[Feylingius, Johannes]
FEYLINGIUS (Johannes), zoon van den voorg. en broeder van Hendrik, chirurgijn aan Diemer Brugge 1664, werd als proponent tot predikant beroepen te Budel 6 April 1653, te Deurne 11 Mei 1659 en te Maarheeze 24 Aug. 1664, waar hij in 1696 overleed.
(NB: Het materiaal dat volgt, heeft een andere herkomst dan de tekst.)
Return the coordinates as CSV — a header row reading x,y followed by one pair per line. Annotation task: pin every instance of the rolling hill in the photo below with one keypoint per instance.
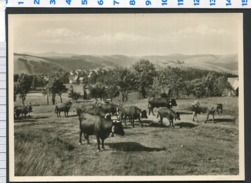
x,y
53,62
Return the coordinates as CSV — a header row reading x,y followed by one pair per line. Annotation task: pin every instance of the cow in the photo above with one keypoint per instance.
x,y
90,110
107,108
132,112
196,109
160,102
169,114
124,96
22,110
99,126
219,108
63,107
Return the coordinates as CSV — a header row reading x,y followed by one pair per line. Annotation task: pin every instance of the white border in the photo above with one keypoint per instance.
x,y
239,177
Als predikant te Budel schreef hij: De Christelijcke Swanen-Gesangh over de eerstelingen Canaans; dat is, Het blijde eynde der gheloovighen over den voorsmaeck der eeuwige saligheydt. Naer het leven vertoont in het doorluchtigh exempel van Den ouden Simeon. Hierbij vindt men in denzelfden band uitgegeven de ‘eerste vrucht van (z)ijn hersenen’, het merkwaardige traktaatje waarin hij het afsterven van zijn vader behandelt, getiteld: Een brief vervattende den Triumph der Christenen, over alle hare vijanden; met Sonnestralen getoont in het exempel van den eerwaardigen, Godsaligen en Godsgeleerden D. Jacobi Feylingii, in sijn leven Dienaer Jesu Christi tot Mierlo en Stiphout, in de Meyery van 's Hertogenbosch, Zijnde op syn doodt-bedde hevigh besprongen geweest, door een Jesuyt van Emmerick, Petrus Bruxelius. Beide zijn uitgegeven te Amsterdam bij J. Kok. 1656, 12o.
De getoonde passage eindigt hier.